Monday's event is to be hosted by Weinstein brothers, lifelong Democrats and producers of the most successful documentary in the history of cinema, Michael Moore's "Fahrenheit 9/11." Among the other prominent guests scheduled to attend are both PBS journalist Charlie Rose and Gore buddy and Democratic heavy Bob Pitmann. Musical accompaniment will be provided by the Eagles, led by singer/songwriter Don Henley, whose history as a champion of the environment pads his bulging resume as one of the best-selling recording artists in history.

So what's wrong with all this? Why shouldn't these liberal bigwigs clink some glasses to changes in Wal-Mart's environmental practices, described by Grist's David Roberts as: "substantive," and, "well beyond what would be necessary for a successful greenwashing campaign"?

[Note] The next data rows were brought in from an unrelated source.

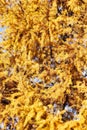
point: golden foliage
(43, 65)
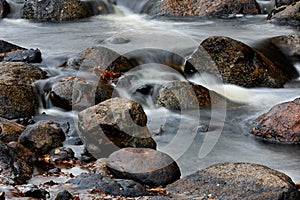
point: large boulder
(42, 137)
(113, 124)
(145, 166)
(281, 123)
(17, 94)
(63, 10)
(13, 170)
(286, 15)
(237, 63)
(235, 181)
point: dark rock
(55, 10)
(183, 95)
(238, 63)
(113, 124)
(30, 56)
(4, 8)
(9, 130)
(279, 3)
(145, 166)
(42, 137)
(64, 195)
(61, 154)
(77, 94)
(235, 181)
(13, 170)
(121, 187)
(281, 123)
(286, 15)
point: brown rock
(113, 124)
(281, 123)
(238, 63)
(235, 181)
(145, 166)
(9, 130)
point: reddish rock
(145, 166)
(281, 123)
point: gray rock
(235, 181)
(42, 137)
(145, 166)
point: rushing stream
(227, 138)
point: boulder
(286, 15)
(237, 63)
(42, 137)
(281, 123)
(78, 94)
(184, 95)
(13, 170)
(122, 187)
(9, 130)
(4, 8)
(17, 94)
(235, 181)
(146, 166)
(113, 124)
(63, 10)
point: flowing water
(195, 139)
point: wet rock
(42, 137)
(13, 170)
(9, 130)
(145, 166)
(113, 124)
(56, 10)
(4, 8)
(77, 93)
(238, 64)
(121, 187)
(281, 123)
(183, 95)
(61, 154)
(235, 181)
(64, 195)
(286, 15)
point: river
(227, 138)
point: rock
(286, 15)
(121, 187)
(279, 3)
(64, 195)
(77, 93)
(113, 124)
(42, 137)
(17, 94)
(146, 166)
(13, 170)
(183, 95)
(235, 181)
(9, 130)
(4, 8)
(281, 123)
(55, 10)
(238, 64)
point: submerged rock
(235, 181)
(113, 124)
(286, 15)
(120, 187)
(42, 137)
(238, 63)
(281, 123)
(145, 166)
(13, 170)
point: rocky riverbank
(120, 159)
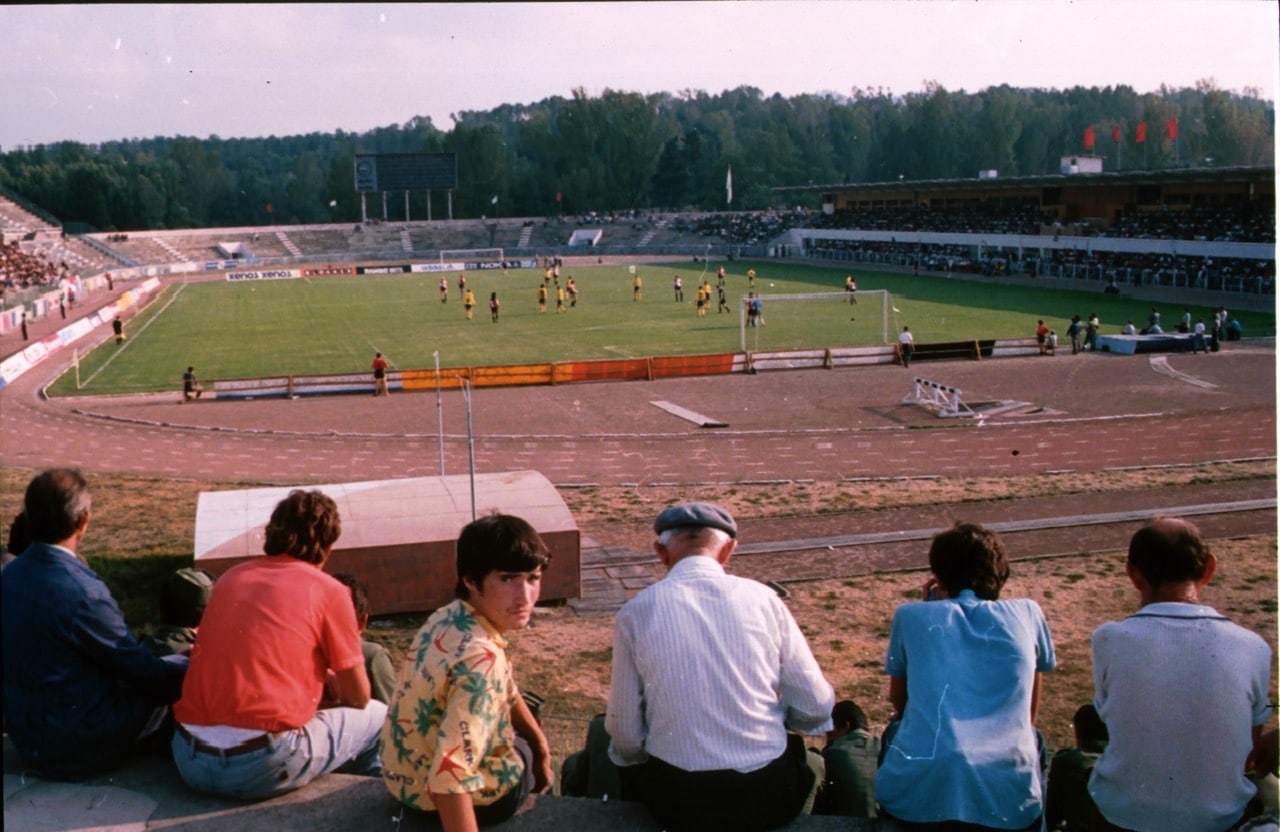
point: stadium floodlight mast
(807, 305)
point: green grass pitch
(319, 325)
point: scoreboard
(406, 172)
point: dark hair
(359, 594)
(848, 713)
(1169, 551)
(305, 525)
(498, 543)
(969, 556)
(1089, 728)
(56, 502)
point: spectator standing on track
(1183, 691)
(80, 691)
(906, 346)
(709, 672)
(1091, 332)
(1198, 337)
(379, 368)
(964, 673)
(277, 694)
(1075, 332)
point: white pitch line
(129, 343)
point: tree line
(624, 151)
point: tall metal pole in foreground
(439, 411)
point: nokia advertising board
(406, 172)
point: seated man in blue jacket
(80, 691)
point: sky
(94, 73)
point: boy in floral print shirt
(458, 739)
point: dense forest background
(625, 150)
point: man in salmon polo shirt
(277, 693)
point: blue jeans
(336, 739)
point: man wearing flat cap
(709, 673)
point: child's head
(1091, 732)
(1169, 551)
(359, 597)
(846, 716)
(497, 543)
(969, 556)
(183, 597)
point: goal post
(472, 255)
(821, 319)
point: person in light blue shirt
(964, 673)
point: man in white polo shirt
(709, 672)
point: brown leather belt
(243, 748)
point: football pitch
(321, 325)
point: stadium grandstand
(1208, 229)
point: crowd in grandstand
(19, 270)
(748, 228)
(1238, 223)
(979, 219)
(1129, 269)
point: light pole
(439, 410)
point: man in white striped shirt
(709, 673)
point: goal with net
(822, 319)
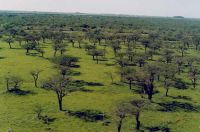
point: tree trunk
(150, 92)
(119, 126)
(167, 90)
(55, 53)
(130, 84)
(35, 81)
(97, 59)
(138, 121)
(10, 45)
(59, 101)
(7, 85)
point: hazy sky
(187, 8)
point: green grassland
(17, 111)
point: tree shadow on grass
(47, 120)
(182, 97)
(2, 58)
(180, 84)
(110, 64)
(175, 106)
(84, 83)
(88, 115)
(20, 92)
(158, 129)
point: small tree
(193, 75)
(29, 46)
(35, 75)
(167, 84)
(13, 82)
(61, 86)
(9, 41)
(138, 107)
(111, 75)
(120, 113)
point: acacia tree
(182, 49)
(167, 56)
(138, 107)
(120, 113)
(30, 46)
(168, 73)
(79, 40)
(179, 64)
(95, 54)
(61, 86)
(58, 45)
(35, 75)
(13, 82)
(167, 84)
(130, 76)
(9, 41)
(193, 75)
(116, 47)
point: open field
(177, 112)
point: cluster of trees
(145, 51)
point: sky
(186, 8)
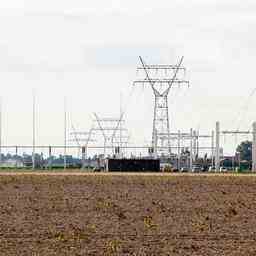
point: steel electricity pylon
(161, 78)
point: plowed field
(127, 215)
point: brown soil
(127, 215)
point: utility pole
(109, 128)
(212, 148)
(217, 152)
(161, 85)
(34, 129)
(179, 150)
(65, 133)
(191, 150)
(254, 147)
(0, 131)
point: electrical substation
(108, 144)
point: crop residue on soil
(127, 215)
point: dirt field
(127, 214)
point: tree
(245, 150)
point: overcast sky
(88, 51)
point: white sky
(88, 50)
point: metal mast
(161, 85)
(34, 129)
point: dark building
(132, 165)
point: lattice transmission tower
(161, 78)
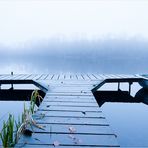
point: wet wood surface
(69, 113)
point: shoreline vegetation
(12, 129)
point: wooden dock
(69, 112)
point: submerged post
(130, 83)
(118, 86)
(12, 76)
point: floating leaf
(56, 143)
(78, 141)
(83, 112)
(71, 136)
(72, 129)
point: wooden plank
(24, 77)
(66, 108)
(63, 129)
(72, 120)
(68, 99)
(61, 146)
(65, 139)
(49, 76)
(68, 94)
(69, 114)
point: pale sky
(27, 21)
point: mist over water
(103, 56)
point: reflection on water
(128, 120)
(11, 107)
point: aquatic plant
(34, 98)
(7, 133)
(12, 129)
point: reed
(12, 129)
(7, 133)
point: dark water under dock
(128, 120)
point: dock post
(12, 76)
(130, 83)
(118, 86)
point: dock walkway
(69, 113)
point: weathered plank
(69, 108)
(78, 129)
(90, 104)
(42, 114)
(66, 139)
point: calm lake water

One of the more compelling answers, ironically, can be found in a story on Tuesday's front page: the workers. Cindy Zeldin's story tracked the latest leaked memo, detailing "plans to limit its 2007 health insurance options for new hires to two choices, both high deductible plans, in an effort to squeeze benefit costs." Zeldin is not hopeful for the health of future Wal-Mart employees and their families, calling the plan "a dagger through the heart of the very concept of insurance."

And speaking of workers, at the very moment that Monday's invite sailed into my mailbox, Wal-Mart department managers Guillermo Vasquez and Rosie Larosa were leading about 200 employees out of a Wal-Mart Supercenter in Hialeah Gardens, Florida. According to Business Week, the employees were "shouting 'We want justice' and criticizing the company's recent policies as 'inhuman.'"

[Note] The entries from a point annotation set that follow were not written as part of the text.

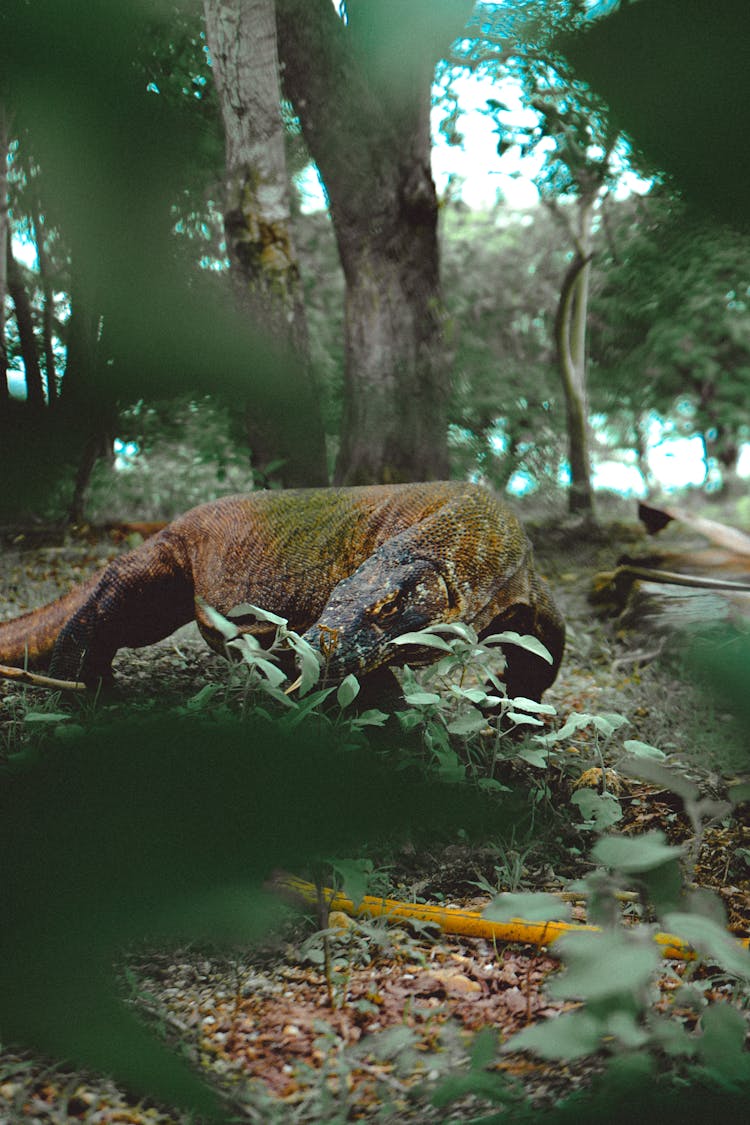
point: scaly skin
(350, 568)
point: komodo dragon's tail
(27, 641)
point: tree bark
(362, 92)
(47, 303)
(5, 243)
(242, 41)
(570, 342)
(25, 321)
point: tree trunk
(5, 244)
(87, 412)
(570, 341)
(242, 39)
(362, 92)
(25, 321)
(47, 303)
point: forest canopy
(159, 263)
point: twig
(37, 681)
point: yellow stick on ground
(38, 681)
(466, 923)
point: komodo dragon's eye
(387, 606)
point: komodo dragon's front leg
(141, 597)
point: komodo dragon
(350, 568)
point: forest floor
(376, 1036)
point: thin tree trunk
(570, 341)
(242, 39)
(5, 244)
(47, 304)
(25, 321)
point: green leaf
(348, 691)
(468, 723)
(535, 906)
(424, 639)
(608, 722)
(722, 1044)
(308, 660)
(473, 694)
(270, 671)
(521, 703)
(603, 809)
(603, 965)
(625, 1027)
(642, 749)
(371, 718)
(634, 854)
(258, 612)
(710, 938)
(227, 629)
(46, 717)
(536, 758)
(354, 876)
(520, 720)
(422, 699)
(531, 644)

These are by no means isolated incidents. Apart from our Republican-dominated federal government, no single entity boasts more lawsuits against it than Wal-Mart. Class action suits in motion at the moment read like a pamphlet from the nascent worker's rights movements of the early 20th century. They include: gender discrimination, racial discrimination, unpaid wages, exploitation of undocumented workers, pressure to work overtime or off the clock, and denied lunch breaks. And those are just the class action suits.

Lest anyone think these claims frivolous, juries are siding with workers more often than not. The most recent decision, handed down earlier this month, awarded nearly $80 million in damages to Pennsylvania workers.

Given the ongoing burdens shouldered by the Wal-Mart worker, it's downright shocking that the corporation's CEO is being praised and in such a high-profile manner by a group with liberal chops to burn.

Asked about the event, Robert Greenwald, the director of "Wal-Mart: The High Cost of Low Price," lamented: "If only Wal-Mart would spend as much money trying to improve the working conditions for employees, the lack of health care and sweatshops around the world as they do on self-congratulatory P.R. advisers and self-serving events."

Much like diplomacy in every realm, some combination of carrots and sticks is required. Waiting until Wal-Mart is the perfect global citizen before praising its baby steps -- no matter how self-serving they may be -- is ludicrous. By the same token, lavishing the head of a deeply problematic corporation with praise for having made important strides in one area is unconscionable. Not to mention the fact that giving away the carrot farm for some improvements, despite Wal-Mart's unrepentant policies toward workers, is a poke in the eye to the workers themselves.